Every year, between my birthday in October and New Year’s, I give myself what I call a “holiday period.” For three months, I try not to judge myself quite as harshly as I might during the rest of the year. During my “holiday,” I might have a drink or smoke a cigarette or sneak a bite of fish or stay out too late at a party, even though I know those actions aren’t contributing to how I ultimately want to live my life. But by giving myself that “break,” I’ve found it relieves some of the pressure I might feel during the rest of the year every time I turn down a drink, or don’t order the fish, or leave a party early. So while I might not always be a perfect yogi, or a perfect vegan, or a perfect father, I try not to feel guilty or anxious about the slipups I have during my “holiday,” or frankly, the slipups I have during the rest of the year too. I’ve learned that there’s no value in an emotion like guilt.

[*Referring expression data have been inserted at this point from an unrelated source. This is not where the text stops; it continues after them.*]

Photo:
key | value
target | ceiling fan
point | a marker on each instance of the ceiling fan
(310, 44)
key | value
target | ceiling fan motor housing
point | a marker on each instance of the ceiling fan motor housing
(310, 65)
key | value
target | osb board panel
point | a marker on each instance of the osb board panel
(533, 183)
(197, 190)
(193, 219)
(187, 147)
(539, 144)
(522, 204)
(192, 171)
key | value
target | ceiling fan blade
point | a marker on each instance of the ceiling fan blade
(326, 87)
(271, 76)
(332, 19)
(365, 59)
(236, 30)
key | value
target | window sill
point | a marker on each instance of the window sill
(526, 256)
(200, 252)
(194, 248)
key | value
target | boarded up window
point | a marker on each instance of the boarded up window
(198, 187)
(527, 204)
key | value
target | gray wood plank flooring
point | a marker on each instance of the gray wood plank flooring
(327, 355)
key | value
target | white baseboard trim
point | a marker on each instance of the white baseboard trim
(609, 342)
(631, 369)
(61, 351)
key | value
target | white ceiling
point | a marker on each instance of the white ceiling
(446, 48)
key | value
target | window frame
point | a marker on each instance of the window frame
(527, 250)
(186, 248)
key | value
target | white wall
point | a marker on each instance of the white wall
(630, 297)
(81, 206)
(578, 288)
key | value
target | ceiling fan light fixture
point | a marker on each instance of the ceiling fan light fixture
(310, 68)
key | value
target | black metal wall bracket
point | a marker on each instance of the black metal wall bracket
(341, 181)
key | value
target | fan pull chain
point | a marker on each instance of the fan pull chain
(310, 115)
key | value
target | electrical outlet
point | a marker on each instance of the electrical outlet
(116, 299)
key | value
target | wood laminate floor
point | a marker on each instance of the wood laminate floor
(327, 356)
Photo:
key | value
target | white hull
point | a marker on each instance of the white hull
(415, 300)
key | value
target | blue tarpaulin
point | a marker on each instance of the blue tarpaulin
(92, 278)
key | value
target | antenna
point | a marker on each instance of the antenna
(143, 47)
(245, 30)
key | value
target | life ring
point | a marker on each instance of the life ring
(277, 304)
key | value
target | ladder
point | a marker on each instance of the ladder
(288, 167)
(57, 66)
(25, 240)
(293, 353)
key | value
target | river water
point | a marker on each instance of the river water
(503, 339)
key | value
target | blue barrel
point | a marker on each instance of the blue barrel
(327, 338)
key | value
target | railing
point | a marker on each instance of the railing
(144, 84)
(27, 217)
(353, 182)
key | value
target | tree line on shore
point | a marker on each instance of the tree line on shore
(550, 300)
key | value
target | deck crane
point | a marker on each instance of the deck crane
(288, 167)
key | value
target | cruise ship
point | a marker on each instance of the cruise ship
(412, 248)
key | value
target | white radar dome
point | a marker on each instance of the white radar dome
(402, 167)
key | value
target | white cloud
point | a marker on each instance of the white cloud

It’s like empty carbs. They might seem to fill you up at the moment, but in the end they’re going to slow you down.
Remember that from Do You? This concept has been on my mind for a while and I was going to build off this and write this huge post about taking a vacation from yourself, but you need a complete relocation. Move and don’t come back. Not even to pay “Har-old” a visit. As I was brainstorming on how to expand on Russell Simmons’ idea, I started thinking about snakes and how they shed their old skin for new skin to symbolize their continuous growth. Poetry was born. I wrote this for you. It mirrors your current predicament. I hope you like it. Call it Skin I’m In.
I was between a rock and a hard place
Rubbing my head against the rough surface
My already stretched skin splits from my face
To the noise that makes predators nervous
It’s like taking off a sock inside out
Goodbye parasitic relationship
This new skin will not be your fucking couch
Lived rent free off your host, where was the tips?
Only left when I was watched like a hawk
My fresh new skin symbolizes my growth
Not just physically but mentally sharp
Recognize I’m anaconda in both
Rebirth is something I cannot avoid
Why a snake is my umbilical cord
I Love You!
It’s real now. You got your gas station polo. You can realistically get down to 200 pounds in 19 days. Other than food, the only thing standing in your way of a great performance on May 27th is practice, practice, practice. And the only thing standing in your way of doing numbers is marketing. Time won’t wait.